When the case was here before, nothing was presented for review except the rulings of the trial judge upon the demurrers, general and special. There was no reference in the bill of exceptions at that time to certain pleas in abatement, or to rulings upon them which are now sought to be reviewed in the present bill of exceptions. It appears from the record in this case that the exceptions to the rulings of the lower court upon these pleas in abatement were preserved pendente lite on March 16, 1919, which was prior to the filing of the former bill of exceptions which sought to review the judgments upon demurrer.
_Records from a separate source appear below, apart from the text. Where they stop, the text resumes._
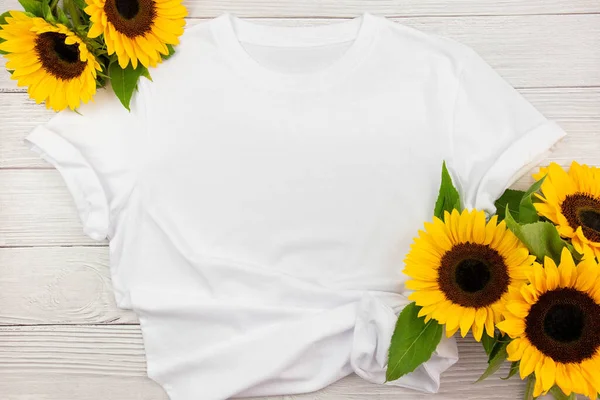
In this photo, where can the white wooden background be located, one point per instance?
(61, 336)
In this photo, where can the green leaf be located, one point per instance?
(560, 395)
(497, 357)
(413, 342)
(80, 4)
(541, 238)
(514, 368)
(124, 81)
(527, 212)
(488, 343)
(62, 17)
(511, 199)
(32, 6)
(47, 12)
(3, 17)
(448, 198)
(529, 388)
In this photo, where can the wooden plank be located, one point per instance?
(36, 210)
(57, 285)
(576, 109)
(348, 8)
(113, 356)
(516, 46)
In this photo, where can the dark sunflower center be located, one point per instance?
(127, 8)
(131, 18)
(57, 57)
(473, 275)
(583, 210)
(564, 324)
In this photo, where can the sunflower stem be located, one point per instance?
(73, 13)
(529, 388)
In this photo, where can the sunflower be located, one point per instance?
(462, 268)
(555, 323)
(51, 60)
(137, 30)
(572, 202)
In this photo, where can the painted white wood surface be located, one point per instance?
(348, 8)
(528, 51)
(61, 336)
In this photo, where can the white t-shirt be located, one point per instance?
(263, 191)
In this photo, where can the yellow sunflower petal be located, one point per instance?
(512, 326)
(466, 321)
(479, 323)
(531, 357)
(548, 373)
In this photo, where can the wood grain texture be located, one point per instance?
(115, 354)
(57, 285)
(61, 336)
(348, 8)
(518, 47)
(577, 110)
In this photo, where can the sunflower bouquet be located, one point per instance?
(525, 282)
(64, 52)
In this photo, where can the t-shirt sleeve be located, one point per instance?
(92, 150)
(497, 135)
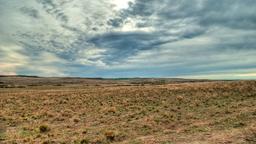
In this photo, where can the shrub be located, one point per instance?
(43, 129)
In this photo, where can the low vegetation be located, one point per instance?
(168, 113)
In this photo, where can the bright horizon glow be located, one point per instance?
(129, 38)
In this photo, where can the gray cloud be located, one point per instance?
(154, 38)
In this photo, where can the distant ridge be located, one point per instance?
(18, 76)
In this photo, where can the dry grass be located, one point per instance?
(203, 112)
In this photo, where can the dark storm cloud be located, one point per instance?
(30, 12)
(175, 37)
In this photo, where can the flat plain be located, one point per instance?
(126, 111)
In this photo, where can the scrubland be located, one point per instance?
(127, 113)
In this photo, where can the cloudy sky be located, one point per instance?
(129, 38)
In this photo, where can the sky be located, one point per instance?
(129, 38)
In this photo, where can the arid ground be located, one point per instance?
(137, 111)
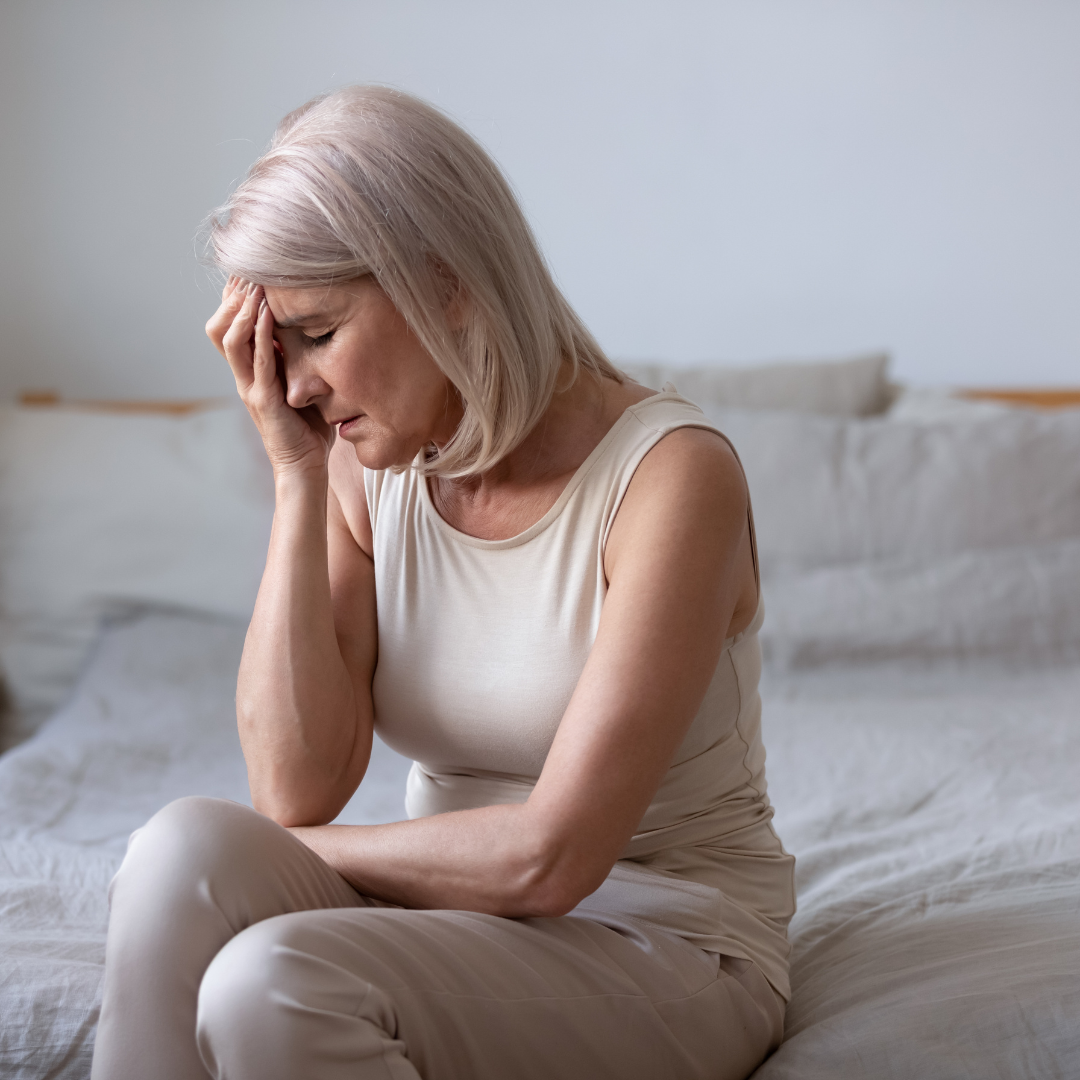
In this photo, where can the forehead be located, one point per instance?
(297, 307)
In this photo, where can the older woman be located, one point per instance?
(530, 575)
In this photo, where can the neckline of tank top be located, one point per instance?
(556, 508)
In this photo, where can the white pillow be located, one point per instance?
(103, 512)
(828, 491)
(856, 387)
(1022, 603)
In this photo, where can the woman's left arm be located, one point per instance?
(680, 578)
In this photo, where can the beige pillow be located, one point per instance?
(850, 388)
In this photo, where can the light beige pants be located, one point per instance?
(234, 950)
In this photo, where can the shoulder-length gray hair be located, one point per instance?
(370, 180)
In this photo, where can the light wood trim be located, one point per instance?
(180, 406)
(1058, 397)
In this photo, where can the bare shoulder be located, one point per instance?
(688, 488)
(690, 461)
(347, 494)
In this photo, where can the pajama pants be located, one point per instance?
(234, 952)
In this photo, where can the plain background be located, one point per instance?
(721, 181)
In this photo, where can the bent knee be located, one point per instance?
(191, 838)
(277, 990)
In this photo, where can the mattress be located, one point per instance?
(934, 815)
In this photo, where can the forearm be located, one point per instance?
(500, 860)
(305, 734)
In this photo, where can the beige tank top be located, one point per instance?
(481, 646)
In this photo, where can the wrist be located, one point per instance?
(310, 475)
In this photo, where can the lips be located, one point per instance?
(343, 426)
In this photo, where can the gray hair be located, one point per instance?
(372, 180)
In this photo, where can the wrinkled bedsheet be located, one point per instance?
(934, 815)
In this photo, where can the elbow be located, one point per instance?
(288, 813)
(552, 885)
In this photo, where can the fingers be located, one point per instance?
(232, 297)
(265, 361)
(238, 339)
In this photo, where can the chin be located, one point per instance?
(374, 456)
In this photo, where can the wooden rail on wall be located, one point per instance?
(1061, 397)
(49, 399)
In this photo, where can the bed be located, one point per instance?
(921, 715)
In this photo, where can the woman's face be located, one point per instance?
(349, 353)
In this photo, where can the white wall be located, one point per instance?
(715, 180)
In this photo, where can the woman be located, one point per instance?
(535, 578)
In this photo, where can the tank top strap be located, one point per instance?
(637, 432)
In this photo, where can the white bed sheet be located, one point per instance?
(935, 819)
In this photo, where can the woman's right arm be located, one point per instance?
(304, 700)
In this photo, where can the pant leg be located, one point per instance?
(196, 875)
(400, 995)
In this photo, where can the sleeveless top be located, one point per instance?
(481, 646)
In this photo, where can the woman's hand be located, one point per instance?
(242, 331)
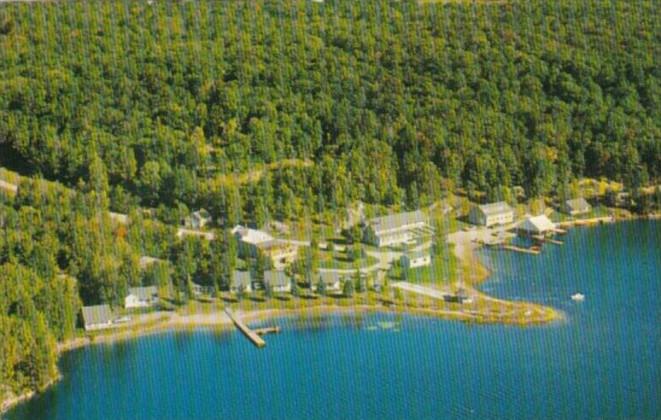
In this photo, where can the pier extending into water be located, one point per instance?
(533, 251)
(250, 334)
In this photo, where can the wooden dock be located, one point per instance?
(533, 251)
(250, 334)
(267, 330)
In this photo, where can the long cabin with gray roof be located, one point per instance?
(576, 206)
(97, 317)
(278, 280)
(331, 279)
(396, 229)
(499, 213)
(415, 259)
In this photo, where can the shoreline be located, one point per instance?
(464, 250)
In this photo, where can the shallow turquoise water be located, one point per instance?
(603, 362)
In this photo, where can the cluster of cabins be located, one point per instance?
(387, 231)
(500, 213)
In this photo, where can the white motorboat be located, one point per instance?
(578, 297)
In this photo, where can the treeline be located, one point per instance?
(393, 101)
(59, 249)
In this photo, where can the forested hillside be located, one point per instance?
(286, 108)
(174, 96)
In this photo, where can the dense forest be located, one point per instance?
(285, 108)
(176, 97)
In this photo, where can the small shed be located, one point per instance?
(97, 317)
(278, 280)
(415, 259)
(198, 219)
(241, 280)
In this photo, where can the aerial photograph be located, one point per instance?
(330, 209)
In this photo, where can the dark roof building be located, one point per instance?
(97, 317)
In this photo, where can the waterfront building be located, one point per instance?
(536, 225)
(97, 317)
(141, 297)
(278, 281)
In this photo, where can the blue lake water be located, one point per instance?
(604, 361)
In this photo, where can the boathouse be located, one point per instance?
(97, 317)
(536, 225)
(331, 279)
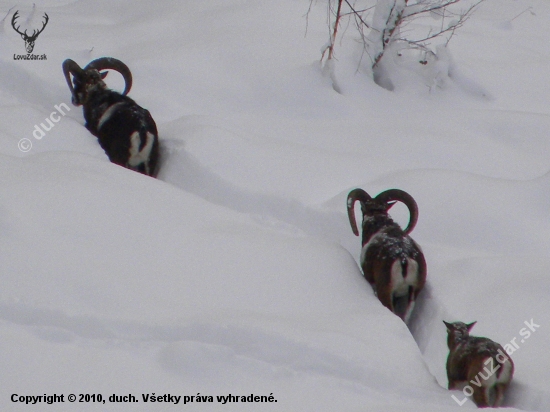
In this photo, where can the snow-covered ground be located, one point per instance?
(236, 271)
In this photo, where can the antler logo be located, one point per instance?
(29, 40)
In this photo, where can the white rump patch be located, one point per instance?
(138, 157)
(108, 113)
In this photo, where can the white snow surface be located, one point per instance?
(236, 271)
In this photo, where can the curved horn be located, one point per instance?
(353, 196)
(404, 197)
(70, 67)
(104, 63)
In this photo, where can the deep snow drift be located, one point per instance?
(236, 271)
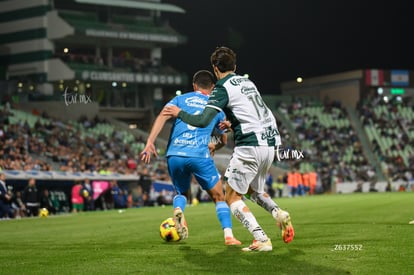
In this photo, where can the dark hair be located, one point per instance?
(204, 79)
(224, 59)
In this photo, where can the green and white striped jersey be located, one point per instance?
(252, 121)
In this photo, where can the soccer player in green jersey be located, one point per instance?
(256, 136)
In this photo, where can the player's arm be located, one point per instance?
(155, 131)
(200, 120)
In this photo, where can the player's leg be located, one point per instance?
(239, 174)
(181, 178)
(258, 195)
(208, 177)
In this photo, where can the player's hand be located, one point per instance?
(147, 152)
(225, 125)
(171, 110)
(211, 148)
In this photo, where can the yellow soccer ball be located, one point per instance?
(168, 232)
(43, 213)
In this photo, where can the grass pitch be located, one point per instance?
(335, 234)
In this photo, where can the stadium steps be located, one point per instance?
(365, 142)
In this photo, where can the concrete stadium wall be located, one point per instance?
(62, 110)
(350, 187)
It appears from the record that before the present bill of exceptions was sued out, the defendant had already preserved by proper exceptions pendente lite the exceptions to the overruling of his pleas in abatement, and to the judgment of the court upon •such pleas. We are of the opinion that in no case is this court required to investigate the merits of an exception which was pending prior to a bill of exceptions in which the point could have been presented long before the time when it was presented, and especially in a ease which was previously brought before this court, in which the rulings upon demurrers were assailed, and when at the same time rulings on pleas in abatement could have been considered. There must be an end of litigation; and we hold that in a case where the rulings of the lower court have been preserved by exceptions pendente lite, and a party desires to except to any- ruling controlling in the case rather than wait until the conclusion of the case, and embodying all such matters in a final bill of exceptions, if he prefers to present one exception pendente lite he must present all such similar exceptions then of file in the ease at the same time. In other words, as has heretofore been -said by one of the Judges of this court, the court will not undertake to take two or three bites at the same cherry, in the present congested state of litigation in this State. We will not undertake to try a case by piecemeal.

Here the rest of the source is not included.